食品トレーサビリティ(読み)しょくひんトレーサビリティ

ブリタニカ国際大百科事典 小項目事典 「食品トレーサビリティ」の意味・わかりやすい解説

食品トレーサビリティ
しょくひんトレーサビリティ

食品の生産から販売にいたる経路(履歴)を追跡・把握できる仕組み。国際食品規格は「生産,加工および流通特定の一つまたは複数の段階を通じて,食品の移動を把握できること」と定義している。2001年のウシ海綿状脳症 BSE発生や病原性大腸菌 O-157などによる食中毒事故,残留農薬問題,食品表示偽装などを背景に講じられた食品の安全管理対策の一つ。
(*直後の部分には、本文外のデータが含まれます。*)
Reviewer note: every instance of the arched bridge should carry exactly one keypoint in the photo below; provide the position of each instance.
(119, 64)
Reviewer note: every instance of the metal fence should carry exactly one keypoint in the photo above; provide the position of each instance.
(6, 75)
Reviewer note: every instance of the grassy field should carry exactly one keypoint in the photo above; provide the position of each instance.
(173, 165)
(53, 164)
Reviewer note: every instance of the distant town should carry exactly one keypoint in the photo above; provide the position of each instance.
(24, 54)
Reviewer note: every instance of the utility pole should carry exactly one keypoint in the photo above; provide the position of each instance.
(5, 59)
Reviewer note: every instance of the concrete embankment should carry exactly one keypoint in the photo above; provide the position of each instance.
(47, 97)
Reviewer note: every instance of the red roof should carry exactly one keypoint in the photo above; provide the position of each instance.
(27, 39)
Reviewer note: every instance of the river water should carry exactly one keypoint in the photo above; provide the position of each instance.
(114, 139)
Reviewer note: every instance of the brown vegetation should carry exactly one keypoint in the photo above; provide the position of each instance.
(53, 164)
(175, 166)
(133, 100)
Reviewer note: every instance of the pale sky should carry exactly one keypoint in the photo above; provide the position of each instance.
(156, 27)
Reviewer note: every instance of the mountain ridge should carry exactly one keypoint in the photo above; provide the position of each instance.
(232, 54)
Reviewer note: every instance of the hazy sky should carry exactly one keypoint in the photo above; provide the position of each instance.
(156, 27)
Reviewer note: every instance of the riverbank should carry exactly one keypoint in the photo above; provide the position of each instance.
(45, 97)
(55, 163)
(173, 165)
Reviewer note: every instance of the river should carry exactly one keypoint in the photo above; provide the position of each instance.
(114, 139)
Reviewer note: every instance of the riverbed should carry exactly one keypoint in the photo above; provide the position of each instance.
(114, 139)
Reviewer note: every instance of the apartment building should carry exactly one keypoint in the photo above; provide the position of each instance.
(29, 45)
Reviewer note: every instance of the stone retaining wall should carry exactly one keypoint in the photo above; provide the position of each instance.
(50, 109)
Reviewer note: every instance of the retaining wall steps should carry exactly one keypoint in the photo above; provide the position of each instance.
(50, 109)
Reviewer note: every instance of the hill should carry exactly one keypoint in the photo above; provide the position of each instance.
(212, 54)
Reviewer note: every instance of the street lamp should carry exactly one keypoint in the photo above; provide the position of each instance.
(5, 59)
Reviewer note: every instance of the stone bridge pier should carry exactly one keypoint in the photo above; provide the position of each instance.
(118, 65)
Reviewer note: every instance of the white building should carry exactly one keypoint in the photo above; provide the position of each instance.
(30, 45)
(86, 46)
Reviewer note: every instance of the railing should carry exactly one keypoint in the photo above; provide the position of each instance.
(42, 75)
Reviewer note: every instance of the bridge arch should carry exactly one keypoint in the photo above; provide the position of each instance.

履歴をたどることにより,事故発生時における原因のすみやかな特定,対象食品の迅速な回収,別の安全な流通経路の確保が可能となる。また消費者はインターネットなどから容易に履歴情報を入手できる。そのために,生産者や事業者には出入荷時の伝票記帳などによる情報の管理が求められる。2003年「牛の個体識別のための情報の管理及び伝達に関する特別措置法」(牛肉トレーサビリティ法)が制定され,国産牛肉のトレーサビリティの構築が義務づけられた。また同年食品衛生法が改正され,食品事業者は必要な限度において仕入れ先の名称などの記録作成・保存に努めるよう定められた。2009年「米穀等の取引等に係る情報の記録及び産地情報の伝達に関する法律」(米トレーサビリティ法)が制定され,米穀などを取り引きしたときの入荷・出荷記録を作成・保存すること,事業者間および一般消費者への米穀の産地,米加工食品の原料米の産地伝達が義務づけられた。